Divide records into 2N groups (N is the number of names)according to whether the first field value is the same “name”, get names in the single records from groups numbered by odds, and concatenate M/4 records based on groups numbered by evens. It’s complicated to code the intuitive, order-based algorithm in Perl. So I choose to handle it in SPL (Structure Process Language), which generates simple code:

A

B

C

1

=file("/Ntab.txt").cursor()

>file("/Result.txt").write("name;displayName;capacityInKB;consumedCapacityInKB;dpPoolID"

2

for  A1;#1=="name"

if  A2.#1=="name"

=A2.#2

3

=A2.(#2).to(2,).group((#-1)\4).new(C2,~(1),~(2),~(3),~(4))

4

>file("/Result.txt").export@a(B3;";")

A1: Import the file as a cursor.

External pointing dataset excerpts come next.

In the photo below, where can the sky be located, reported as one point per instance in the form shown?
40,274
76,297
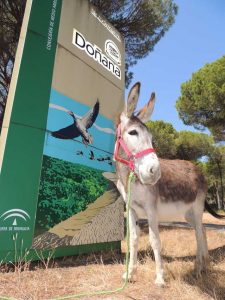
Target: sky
197,37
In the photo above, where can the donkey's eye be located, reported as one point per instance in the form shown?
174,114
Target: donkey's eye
133,132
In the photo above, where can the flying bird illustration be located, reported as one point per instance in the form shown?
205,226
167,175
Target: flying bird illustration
79,152
79,127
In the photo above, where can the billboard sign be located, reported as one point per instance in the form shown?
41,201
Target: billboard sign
58,133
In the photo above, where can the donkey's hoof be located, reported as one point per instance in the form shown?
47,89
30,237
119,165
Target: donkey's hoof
160,282
131,277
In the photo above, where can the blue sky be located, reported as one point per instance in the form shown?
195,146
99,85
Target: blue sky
196,38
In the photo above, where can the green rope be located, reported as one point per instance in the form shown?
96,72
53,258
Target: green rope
120,289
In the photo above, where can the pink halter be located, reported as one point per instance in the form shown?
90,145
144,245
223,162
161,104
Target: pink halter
131,157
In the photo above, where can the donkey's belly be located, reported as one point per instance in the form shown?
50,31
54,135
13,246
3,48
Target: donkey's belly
172,211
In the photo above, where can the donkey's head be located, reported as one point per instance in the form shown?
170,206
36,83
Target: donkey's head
137,137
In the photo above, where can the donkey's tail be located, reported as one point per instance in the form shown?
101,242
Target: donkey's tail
212,212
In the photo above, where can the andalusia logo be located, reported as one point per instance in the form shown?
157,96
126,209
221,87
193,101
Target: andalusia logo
110,63
15,214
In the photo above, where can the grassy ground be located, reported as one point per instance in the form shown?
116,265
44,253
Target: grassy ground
72,275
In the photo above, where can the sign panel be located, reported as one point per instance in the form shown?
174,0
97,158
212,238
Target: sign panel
59,133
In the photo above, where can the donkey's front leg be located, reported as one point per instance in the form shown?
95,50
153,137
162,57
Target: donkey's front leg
156,247
134,236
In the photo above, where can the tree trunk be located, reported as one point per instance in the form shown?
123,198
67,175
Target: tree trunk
221,182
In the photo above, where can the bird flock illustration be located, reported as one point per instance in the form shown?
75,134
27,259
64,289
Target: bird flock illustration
91,156
79,128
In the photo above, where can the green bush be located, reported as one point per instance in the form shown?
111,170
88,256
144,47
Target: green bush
65,190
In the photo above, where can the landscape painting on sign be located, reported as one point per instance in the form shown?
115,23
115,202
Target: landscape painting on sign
73,191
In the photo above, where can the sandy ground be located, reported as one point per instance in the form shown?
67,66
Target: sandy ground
97,272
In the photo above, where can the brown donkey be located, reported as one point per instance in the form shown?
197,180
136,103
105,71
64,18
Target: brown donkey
164,190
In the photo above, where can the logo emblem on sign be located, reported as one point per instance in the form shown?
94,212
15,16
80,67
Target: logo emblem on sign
14,214
113,52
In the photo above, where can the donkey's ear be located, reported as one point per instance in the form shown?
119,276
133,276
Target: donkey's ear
145,113
132,99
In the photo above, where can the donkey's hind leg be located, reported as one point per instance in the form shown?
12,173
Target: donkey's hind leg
134,237
194,218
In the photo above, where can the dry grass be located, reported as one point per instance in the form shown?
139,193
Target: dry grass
73,275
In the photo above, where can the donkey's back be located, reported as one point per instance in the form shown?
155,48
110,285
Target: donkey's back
182,189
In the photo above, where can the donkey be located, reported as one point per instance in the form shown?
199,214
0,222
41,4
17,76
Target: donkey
164,190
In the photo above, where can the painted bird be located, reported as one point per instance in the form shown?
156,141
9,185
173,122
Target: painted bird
79,126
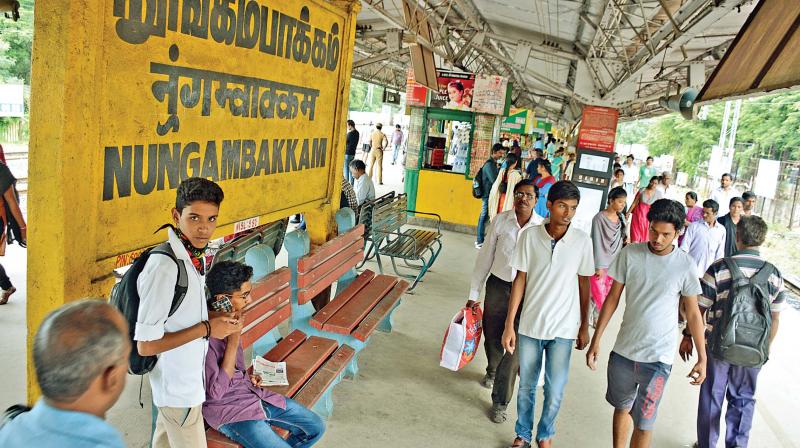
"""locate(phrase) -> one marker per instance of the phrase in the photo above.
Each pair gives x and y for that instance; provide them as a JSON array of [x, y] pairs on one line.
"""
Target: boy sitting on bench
[[235, 405]]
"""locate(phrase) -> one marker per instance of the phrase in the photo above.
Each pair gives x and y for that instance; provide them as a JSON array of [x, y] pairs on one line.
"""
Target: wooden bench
[[408, 245], [314, 364], [362, 304], [365, 218]]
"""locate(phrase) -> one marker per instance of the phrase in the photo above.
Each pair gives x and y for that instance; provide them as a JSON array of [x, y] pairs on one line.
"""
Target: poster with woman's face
[[455, 90]]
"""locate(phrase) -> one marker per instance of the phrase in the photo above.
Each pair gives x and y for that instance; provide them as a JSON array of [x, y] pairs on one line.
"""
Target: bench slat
[[263, 327], [354, 311], [341, 299], [381, 310], [311, 291], [350, 256], [329, 249], [286, 346], [303, 362], [325, 376]]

Default separator is tab. No limit on the size of the file.

B1: Write column headers into the first row.

A2: Loop over A1’s cursor to write data out by group according to whether the first field value is the same “name”. During a loop number that is an odd, "name devtwr1" and "name devtwr2" are read in; during a loop number that is an even, the other data in each group is read in.

B2-C2: If value of the first field of a loop variable is name (such as devtwr1), store value of the second field in C2 temporarily for later use. Then perform B3-B4.

B3: Get A2’s second field (multiple values), group them by sequence numbers and concatenate them into a record under same name. A2.(#2) means A2’s second field; the # sign in group() function represents a sequence number.

B4: Append B3’s result to a specified file.